He also has measurements to back this up: http://lambda-the-ultimate.org/node/3851#comment-57761 (this is just one place he talks about it, there's others in that thread and elsewhere)
I believe this is essentially the long-term goal of V8 with Ignition: an interpreter written in what is essentially a macro-assembler (which mostly just relies on the code-gen from the JIT, as I understand it, so you get as much portability as the JIT has for free) and TurboFan as the only JIT tier (unless they have some plan for multiple tiers varying only in what optimizations are enabled within TurboFan, similar to Chakra?). Of course, this is still very different insofar as TurboFan still ultimately works at the function level, whereas LuaJIT 2.0 uses traces.
What surprises me with Pyston is the fact that they're heralding one of the big gains of the baseline JIT as being inline caching, "[transforming] the bjit from only being able to remove the interpretation overhead to a JIT which actually is able to improve the performance by a much larger factor". Surely the better fix then is to use inline caches in the interpreter, given that'll give most of the speedup?
Maybe you've seen this already: http://nominolo.blogspot.co.uk/2012/07/implementing-fast-int... (notice the part about portability)
> Maybe you've seen this already: http://nominolo.blogspot.co.uk/2012/07/implementing-fast-int... (notice the part about portability)
My assumption would be that architecture specific details contribute relatively little towards the performance of LuaJIT outside of register constrained architectures (x86-32, most obviously). Mike's comment on Reddit years ago about the performance of LuaJIT's interpreter seems to be consistent with that: https://www.reddit.com/r/programming/comments/badl2/luajit_2.... We're now reaching a point where x86-32 performance isn't such a consideration any more (simply because it's an increasingly rare architecture), so you can just bound your number of virtual registers to the lower-bound of the architectures you care more about (so therefore you maintain 1:1 mapping on all those you care much about).
If you consider LuaJit 1.x to be a baseline JIT, the interpreter mode of LuaJit 2.0 is actually on par there.

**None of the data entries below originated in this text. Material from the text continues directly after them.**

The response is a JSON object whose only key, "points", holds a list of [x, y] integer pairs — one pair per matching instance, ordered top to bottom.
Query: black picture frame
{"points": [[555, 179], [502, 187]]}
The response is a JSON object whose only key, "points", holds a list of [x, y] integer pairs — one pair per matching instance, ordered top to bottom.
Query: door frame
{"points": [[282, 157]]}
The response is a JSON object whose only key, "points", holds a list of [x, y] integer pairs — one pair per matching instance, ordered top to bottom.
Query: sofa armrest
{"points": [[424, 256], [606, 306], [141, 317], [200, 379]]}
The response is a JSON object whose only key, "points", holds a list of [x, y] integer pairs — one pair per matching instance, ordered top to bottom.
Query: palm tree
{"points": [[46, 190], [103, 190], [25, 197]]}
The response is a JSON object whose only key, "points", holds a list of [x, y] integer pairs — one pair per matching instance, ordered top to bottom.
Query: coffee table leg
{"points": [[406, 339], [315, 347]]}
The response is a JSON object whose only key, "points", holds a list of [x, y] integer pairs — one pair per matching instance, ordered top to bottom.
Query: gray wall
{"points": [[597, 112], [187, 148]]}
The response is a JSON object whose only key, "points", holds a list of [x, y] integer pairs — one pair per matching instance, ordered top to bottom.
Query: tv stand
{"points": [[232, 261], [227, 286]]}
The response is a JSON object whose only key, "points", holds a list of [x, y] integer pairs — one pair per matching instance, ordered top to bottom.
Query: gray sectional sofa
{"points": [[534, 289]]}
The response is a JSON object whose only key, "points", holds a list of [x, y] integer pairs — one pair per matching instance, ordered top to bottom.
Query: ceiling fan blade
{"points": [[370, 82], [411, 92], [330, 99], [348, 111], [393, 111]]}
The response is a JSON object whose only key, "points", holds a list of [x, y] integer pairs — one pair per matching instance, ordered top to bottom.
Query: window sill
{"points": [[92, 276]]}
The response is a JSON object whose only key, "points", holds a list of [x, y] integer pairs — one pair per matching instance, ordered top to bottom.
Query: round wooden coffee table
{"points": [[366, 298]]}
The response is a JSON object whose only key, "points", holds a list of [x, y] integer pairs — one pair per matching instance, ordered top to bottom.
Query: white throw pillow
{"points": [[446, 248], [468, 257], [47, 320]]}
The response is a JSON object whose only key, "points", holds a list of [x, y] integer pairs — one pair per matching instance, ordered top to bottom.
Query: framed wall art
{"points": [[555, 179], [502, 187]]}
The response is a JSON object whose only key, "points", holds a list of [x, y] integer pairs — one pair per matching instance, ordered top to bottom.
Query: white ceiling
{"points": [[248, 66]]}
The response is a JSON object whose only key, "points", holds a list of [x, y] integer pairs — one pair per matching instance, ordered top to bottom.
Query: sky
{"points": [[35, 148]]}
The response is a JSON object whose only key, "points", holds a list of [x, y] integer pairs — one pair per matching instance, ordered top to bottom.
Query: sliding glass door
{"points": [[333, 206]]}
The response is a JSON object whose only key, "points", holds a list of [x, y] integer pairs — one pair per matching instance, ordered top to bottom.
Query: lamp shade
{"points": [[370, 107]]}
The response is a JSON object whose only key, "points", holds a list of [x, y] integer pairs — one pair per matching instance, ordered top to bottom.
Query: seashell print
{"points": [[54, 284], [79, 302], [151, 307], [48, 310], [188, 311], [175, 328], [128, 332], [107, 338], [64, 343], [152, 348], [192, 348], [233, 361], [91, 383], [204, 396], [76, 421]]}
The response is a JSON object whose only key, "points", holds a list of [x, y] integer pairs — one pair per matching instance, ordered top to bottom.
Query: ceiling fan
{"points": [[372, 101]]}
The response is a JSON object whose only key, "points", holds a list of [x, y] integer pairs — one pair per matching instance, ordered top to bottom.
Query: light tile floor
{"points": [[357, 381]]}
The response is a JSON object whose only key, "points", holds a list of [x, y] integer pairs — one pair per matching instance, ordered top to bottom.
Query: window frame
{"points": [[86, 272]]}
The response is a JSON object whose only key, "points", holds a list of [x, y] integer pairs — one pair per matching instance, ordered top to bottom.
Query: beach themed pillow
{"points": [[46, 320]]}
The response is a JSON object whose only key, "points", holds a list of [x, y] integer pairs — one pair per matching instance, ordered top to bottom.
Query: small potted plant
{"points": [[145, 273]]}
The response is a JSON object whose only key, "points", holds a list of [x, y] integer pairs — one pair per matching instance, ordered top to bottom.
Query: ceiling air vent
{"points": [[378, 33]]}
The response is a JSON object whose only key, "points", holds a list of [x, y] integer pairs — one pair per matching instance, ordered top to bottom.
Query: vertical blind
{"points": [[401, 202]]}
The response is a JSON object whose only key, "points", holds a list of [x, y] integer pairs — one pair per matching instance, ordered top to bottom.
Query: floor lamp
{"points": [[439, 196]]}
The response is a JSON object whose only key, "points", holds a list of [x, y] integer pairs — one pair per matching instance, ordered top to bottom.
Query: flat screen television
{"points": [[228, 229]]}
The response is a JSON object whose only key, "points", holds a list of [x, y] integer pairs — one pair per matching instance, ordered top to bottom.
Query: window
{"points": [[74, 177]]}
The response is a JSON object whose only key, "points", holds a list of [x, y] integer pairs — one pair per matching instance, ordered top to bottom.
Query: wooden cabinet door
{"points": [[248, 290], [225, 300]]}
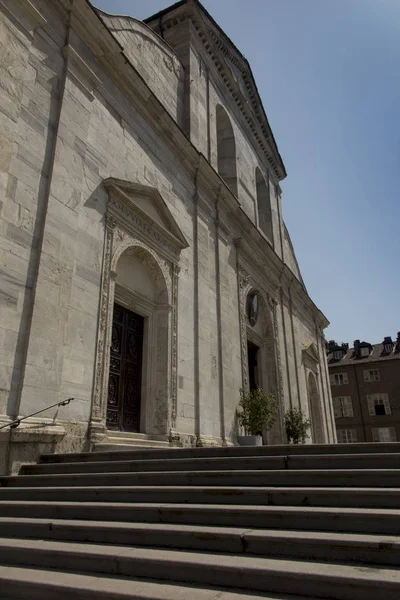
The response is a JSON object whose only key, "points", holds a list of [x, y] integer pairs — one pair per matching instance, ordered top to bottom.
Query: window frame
{"points": [[367, 375], [333, 378], [378, 399], [343, 407], [350, 434], [392, 435]]}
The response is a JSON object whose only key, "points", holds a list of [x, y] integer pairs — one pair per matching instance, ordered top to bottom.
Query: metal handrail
{"points": [[14, 424]]}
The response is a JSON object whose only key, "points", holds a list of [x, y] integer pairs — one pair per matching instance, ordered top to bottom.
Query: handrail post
{"points": [[17, 422]]}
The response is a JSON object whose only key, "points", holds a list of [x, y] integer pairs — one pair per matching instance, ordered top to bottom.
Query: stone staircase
{"points": [[282, 522]]}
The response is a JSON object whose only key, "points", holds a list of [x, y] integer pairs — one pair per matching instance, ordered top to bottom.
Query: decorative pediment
{"points": [[233, 69], [143, 208], [311, 357]]}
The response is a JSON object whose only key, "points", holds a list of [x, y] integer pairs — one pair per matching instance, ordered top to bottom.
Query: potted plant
{"points": [[257, 412], [297, 426]]}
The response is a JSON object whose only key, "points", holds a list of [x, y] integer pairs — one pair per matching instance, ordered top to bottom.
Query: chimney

EDIT: actually I should say that in x86 mode they are on par, while on x64 mode, the interpreter of LuaJIT 2.0 is always faster
In short, it leverages the inherent type information of a PIC to speculatively inline jitted methods directly at their call sites.
Unfortunately, HN's spam filter eats threads started by new accounts, so I don't think anyone saw it. Maybe a regular user with good karma can re-post it?
I'm not sure if you were suggesting that this was unique or novel, but the technique has been around since 1991 and most JITs for languages like Java, Smalltalk, Python, Ruby, etc already do this.
In many cases in those language, if we couldn't do this there wouldn't be any inlining at all and performance would be terrible.